Looks like the only alternative is to use FP8 through nvidia transformer engine. Even transformer engine doesn’t support all nn modules like conv layers for FP8 support.

marksaroufim · October 18, 2023, 8:44pm

@drisspg has been working on this

navmarri · October 18, 2023, 10:02pm

@marksaroufim is there a timeline for the feature to be available?

drisspg · October 19, 2023, 11:13pm

Hey @navmarri we actually have landed some fp8 primitives already in PyTorch. Specifically we have landed fp8e4m3 and fp8e5m2 datatypes and a private function (with no BC/FC guarantees) for doing scaled matmul on h100 machines.

For a quick example script of how you can use it, check out:

gist.github.com

https://gist.github.com/malfet/7874d96b99670c3da83cbb779ab770c6

scale_mm_example.py

import torch
import torch.nn.functional as F

def to_float8(x, dtype=torch.float8_e4m3fn):
    finfo = torch.finfo(dtype)
    # Calculate the scale as dtype max divided by absmax
    scale = finfo.max / x.abs().max().clamp(min=1e-12)
    # scale and clamp the tensor to bring it to
    # the representative range of float8 data type
    # (as default cast is unsaturated)

This file has been truncated. show original

navmarri · October 20, 2023, 12:05am

@drisspg awesome!
does this work with FP8 precision training using FSDP on H100s?

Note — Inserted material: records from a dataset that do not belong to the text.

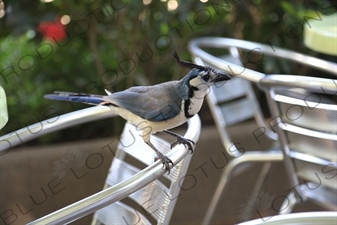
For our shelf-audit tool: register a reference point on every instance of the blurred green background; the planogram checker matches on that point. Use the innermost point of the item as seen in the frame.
(88, 46)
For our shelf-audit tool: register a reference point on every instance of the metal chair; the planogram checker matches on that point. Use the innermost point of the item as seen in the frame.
(236, 101)
(306, 218)
(141, 185)
(156, 199)
(306, 121)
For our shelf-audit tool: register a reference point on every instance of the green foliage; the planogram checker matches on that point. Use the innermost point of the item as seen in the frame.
(117, 44)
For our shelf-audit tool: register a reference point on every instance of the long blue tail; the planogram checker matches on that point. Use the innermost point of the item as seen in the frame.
(75, 97)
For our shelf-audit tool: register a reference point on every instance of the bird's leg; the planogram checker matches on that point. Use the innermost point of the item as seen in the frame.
(165, 160)
(181, 140)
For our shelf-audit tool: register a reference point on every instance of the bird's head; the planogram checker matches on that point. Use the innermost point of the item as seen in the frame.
(200, 76)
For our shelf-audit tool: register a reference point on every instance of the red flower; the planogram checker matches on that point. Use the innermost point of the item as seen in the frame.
(52, 30)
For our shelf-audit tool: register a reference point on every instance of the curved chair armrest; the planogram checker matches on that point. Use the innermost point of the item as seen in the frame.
(251, 75)
(297, 218)
(36, 130)
(123, 189)
(314, 84)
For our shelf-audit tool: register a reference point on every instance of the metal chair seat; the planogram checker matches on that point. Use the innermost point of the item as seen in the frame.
(304, 218)
(125, 179)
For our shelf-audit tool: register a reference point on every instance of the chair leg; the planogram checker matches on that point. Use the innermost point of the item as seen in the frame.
(225, 176)
(258, 184)
(288, 204)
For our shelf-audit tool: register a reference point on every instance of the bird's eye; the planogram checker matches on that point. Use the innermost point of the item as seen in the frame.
(206, 77)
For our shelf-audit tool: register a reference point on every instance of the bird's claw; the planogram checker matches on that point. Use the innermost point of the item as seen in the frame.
(186, 142)
(167, 162)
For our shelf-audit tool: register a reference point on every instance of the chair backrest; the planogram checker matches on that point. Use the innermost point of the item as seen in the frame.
(241, 102)
(304, 113)
(154, 203)
(233, 103)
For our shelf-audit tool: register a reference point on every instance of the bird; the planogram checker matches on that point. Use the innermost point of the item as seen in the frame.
(159, 107)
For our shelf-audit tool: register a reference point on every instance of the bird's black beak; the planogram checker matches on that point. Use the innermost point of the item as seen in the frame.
(220, 77)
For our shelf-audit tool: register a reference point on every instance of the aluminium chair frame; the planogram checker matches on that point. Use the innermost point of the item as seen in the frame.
(201, 56)
(107, 196)
(270, 84)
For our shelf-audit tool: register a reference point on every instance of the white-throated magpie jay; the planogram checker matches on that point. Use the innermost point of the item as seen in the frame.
(159, 107)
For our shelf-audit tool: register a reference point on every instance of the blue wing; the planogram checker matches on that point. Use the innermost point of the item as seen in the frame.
(155, 103)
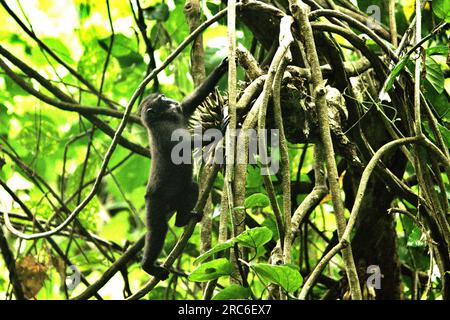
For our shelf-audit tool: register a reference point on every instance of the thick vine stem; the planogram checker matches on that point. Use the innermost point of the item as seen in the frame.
(117, 136)
(299, 10)
(285, 41)
(284, 152)
(319, 191)
(345, 238)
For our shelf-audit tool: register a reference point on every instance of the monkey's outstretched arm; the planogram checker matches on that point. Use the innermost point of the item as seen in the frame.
(191, 102)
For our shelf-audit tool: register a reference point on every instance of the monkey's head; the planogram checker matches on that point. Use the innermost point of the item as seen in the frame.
(157, 107)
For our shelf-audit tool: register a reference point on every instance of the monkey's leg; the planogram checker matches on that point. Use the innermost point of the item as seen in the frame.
(157, 213)
(185, 209)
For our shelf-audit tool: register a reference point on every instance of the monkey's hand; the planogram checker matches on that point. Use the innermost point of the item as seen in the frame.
(158, 272)
(183, 219)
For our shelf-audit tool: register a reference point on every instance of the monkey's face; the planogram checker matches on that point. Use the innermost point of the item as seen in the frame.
(157, 107)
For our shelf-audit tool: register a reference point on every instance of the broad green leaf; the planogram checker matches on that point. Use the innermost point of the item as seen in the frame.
(124, 50)
(434, 75)
(257, 200)
(217, 248)
(158, 12)
(441, 9)
(211, 270)
(395, 72)
(234, 291)
(439, 49)
(286, 276)
(415, 238)
(255, 238)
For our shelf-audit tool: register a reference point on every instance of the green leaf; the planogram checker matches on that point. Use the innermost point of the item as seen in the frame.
(441, 9)
(439, 49)
(395, 72)
(254, 238)
(211, 270)
(286, 276)
(234, 291)
(415, 238)
(124, 49)
(159, 12)
(257, 200)
(435, 75)
(217, 248)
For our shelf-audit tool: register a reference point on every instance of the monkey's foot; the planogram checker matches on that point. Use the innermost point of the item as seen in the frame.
(156, 271)
(183, 219)
(197, 216)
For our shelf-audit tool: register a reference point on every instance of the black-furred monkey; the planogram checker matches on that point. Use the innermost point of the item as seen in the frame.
(170, 187)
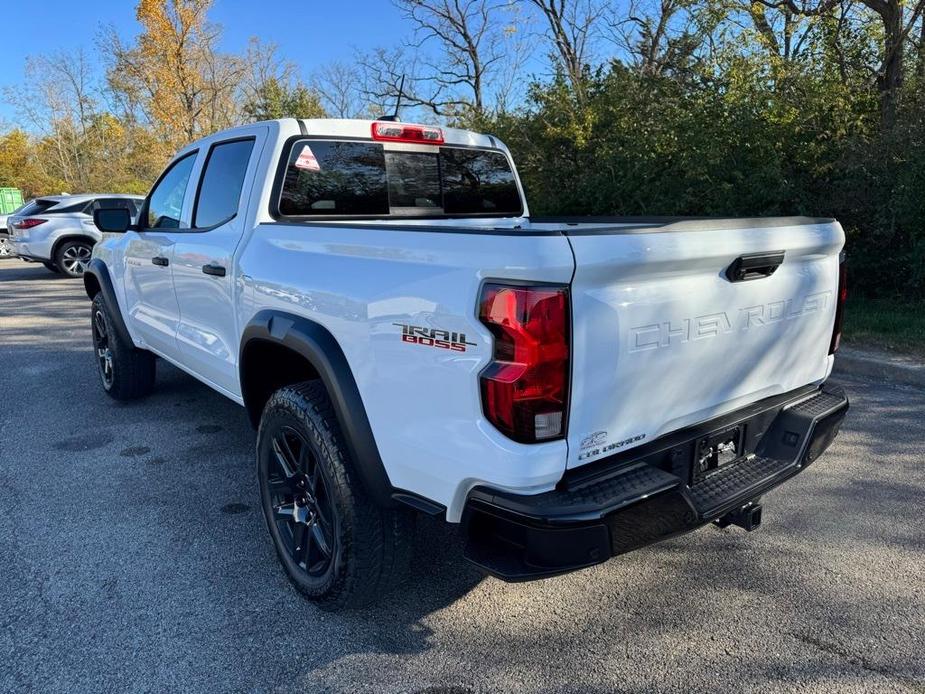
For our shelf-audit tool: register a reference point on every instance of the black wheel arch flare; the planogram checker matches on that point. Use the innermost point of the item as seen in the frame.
(97, 281)
(318, 347)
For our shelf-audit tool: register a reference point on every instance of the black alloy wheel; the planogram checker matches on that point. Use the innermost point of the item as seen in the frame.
(104, 357)
(303, 511)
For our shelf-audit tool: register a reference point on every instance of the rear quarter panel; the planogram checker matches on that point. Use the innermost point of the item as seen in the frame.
(423, 402)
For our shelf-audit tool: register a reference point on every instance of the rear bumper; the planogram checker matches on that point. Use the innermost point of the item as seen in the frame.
(650, 493)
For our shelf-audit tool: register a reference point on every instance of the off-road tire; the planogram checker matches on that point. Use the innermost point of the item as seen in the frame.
(131, 371)
(371, 544)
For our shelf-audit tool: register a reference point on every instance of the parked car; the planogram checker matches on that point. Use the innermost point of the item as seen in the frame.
(10, 202)
(406, 338)
(58, 230)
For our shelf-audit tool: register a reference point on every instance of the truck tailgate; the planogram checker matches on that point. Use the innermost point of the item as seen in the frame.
(663, 338)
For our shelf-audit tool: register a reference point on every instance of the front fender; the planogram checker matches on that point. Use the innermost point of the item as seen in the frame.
(97, 281)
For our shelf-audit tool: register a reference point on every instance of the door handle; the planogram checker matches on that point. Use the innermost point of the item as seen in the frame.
(754, 266)
(215, 270)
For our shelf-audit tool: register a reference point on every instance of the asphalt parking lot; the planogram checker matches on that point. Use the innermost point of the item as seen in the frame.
(133, 558)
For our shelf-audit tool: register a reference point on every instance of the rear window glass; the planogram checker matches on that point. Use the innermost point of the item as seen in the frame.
(325, 177)
(478, 182)
(37, 206)
(340, 178)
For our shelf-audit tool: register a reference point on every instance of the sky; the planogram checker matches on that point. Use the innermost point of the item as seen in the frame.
(308, 33)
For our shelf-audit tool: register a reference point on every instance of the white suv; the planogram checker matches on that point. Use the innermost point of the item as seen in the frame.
(58, 231)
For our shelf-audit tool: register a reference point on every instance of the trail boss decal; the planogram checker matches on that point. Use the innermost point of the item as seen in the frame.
(434, 337)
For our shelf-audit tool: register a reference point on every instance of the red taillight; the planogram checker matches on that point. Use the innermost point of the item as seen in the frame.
(525, 387)
(403, 132)
(29, 223)
(840, 307)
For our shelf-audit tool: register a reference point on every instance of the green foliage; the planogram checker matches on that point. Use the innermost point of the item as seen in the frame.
(749, 137)
(273, 99)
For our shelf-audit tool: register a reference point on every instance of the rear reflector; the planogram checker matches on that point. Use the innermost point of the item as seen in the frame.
(840, 307)
(404, 132)
(30, 222)
(525, 387)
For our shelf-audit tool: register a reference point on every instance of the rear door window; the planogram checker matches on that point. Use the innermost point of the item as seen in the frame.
(222, 180)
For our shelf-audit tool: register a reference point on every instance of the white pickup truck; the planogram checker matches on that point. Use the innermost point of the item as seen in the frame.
(407, 338)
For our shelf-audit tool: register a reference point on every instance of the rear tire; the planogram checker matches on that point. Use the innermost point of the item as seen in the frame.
(72, 257)
(126, 372)
(337, 546)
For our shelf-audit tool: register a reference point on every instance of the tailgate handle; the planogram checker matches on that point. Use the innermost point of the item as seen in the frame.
(754, 266)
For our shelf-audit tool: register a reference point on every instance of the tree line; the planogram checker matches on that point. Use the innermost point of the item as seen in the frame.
(694, 107)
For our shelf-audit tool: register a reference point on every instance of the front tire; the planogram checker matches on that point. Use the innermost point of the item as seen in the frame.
(73, 257)
(337, 546)
(126, 372)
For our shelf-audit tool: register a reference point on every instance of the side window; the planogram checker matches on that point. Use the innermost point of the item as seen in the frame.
(165, 204)
(112, 203)
(221, 184)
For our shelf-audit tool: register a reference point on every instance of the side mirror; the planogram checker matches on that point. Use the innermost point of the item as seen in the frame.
(116, 220)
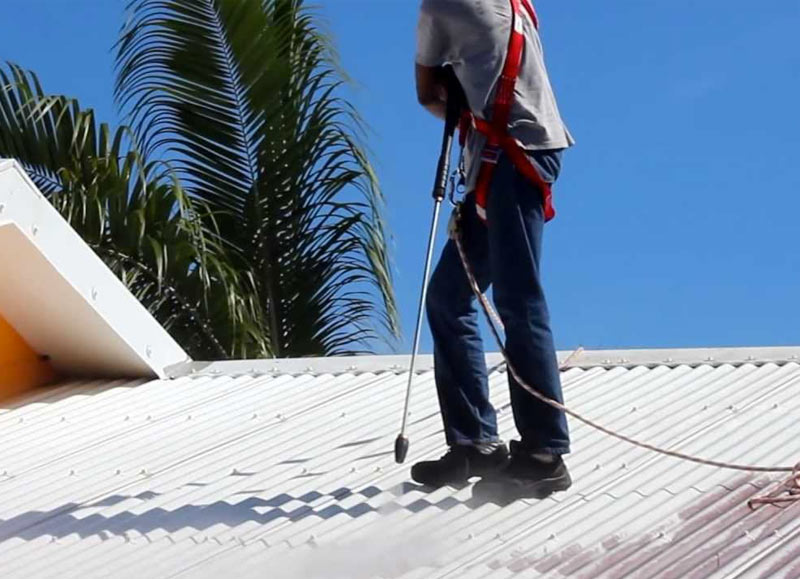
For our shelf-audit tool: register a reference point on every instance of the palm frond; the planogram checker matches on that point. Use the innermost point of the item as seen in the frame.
(134, 214)
(242, 98)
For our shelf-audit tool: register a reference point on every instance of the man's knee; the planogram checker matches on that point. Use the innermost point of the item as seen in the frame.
(521, 311)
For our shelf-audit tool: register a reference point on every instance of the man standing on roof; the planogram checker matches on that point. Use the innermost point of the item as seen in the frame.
(512, 155)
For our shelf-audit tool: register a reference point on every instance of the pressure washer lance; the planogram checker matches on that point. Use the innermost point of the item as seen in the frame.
(455, 102)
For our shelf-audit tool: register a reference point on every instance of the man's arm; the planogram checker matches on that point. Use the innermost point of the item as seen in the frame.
(431, 90)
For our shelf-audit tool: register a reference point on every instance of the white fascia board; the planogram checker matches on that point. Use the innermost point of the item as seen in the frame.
(582, 359)
(64, 301)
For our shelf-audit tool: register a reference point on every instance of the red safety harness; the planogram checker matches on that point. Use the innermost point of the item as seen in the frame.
(498, 138)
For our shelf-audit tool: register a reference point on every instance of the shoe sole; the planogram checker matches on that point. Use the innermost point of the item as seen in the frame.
(503, 493)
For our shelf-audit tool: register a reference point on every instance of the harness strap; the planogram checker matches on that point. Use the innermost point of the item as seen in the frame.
(498, 139)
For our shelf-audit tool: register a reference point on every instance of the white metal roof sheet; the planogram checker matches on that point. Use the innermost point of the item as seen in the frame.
(292, 475)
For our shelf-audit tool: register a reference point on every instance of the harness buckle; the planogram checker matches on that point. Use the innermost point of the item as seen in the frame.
(491, 154)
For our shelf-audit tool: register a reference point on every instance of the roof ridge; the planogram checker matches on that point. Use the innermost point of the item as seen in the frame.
(586, 359)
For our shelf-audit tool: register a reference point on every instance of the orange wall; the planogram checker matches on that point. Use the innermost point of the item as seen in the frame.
(21, 369)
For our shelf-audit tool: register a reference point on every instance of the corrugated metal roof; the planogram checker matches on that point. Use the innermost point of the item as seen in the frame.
(291, 476)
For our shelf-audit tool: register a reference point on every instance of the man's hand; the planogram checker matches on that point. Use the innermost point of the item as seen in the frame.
(432, 90)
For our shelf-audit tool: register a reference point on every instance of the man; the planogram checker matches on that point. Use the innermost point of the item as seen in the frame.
(501, 224)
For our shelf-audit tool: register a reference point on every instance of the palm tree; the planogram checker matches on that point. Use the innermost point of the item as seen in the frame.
(238, 202)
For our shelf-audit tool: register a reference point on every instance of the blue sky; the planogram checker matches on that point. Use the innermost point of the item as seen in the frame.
(678, 209)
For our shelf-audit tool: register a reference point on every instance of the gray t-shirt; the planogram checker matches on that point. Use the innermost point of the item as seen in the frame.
(472, 36)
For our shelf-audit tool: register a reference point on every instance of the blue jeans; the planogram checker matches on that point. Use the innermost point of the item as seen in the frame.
(505, 254)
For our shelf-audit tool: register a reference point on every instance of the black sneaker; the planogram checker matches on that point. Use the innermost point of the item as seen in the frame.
(524, 477)
(459, 464)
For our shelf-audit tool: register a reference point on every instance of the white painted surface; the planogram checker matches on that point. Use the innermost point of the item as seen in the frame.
(62, 298)
(279, 476)
(574, 359)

KohakuBlueleaf · October 23, 2023, 8:30am

As I know (and also be mentioned in Nvidia/TransformerEngine)
RTX 4000 series (compute capibility 8.9) should also support FP8 computing.
Does pytorch support that too?
or for now it is only for H100 and need further works for sm8.9 cards?

bhack · March 8, 2024, 5:18pm

Is the mixed precision support planned for FP8?

There was an announcement in JAN in the dev forum:

ptrblck · March 8, 2024, 7:55pm

TransformerEngine supports FP8 for a long time now. Alternatively you can also play around with pytorch-labs/float8_experimental.

bhack · March 8, 2024, 8:15pm

Thanks, my point was more related to pytorch AMP support.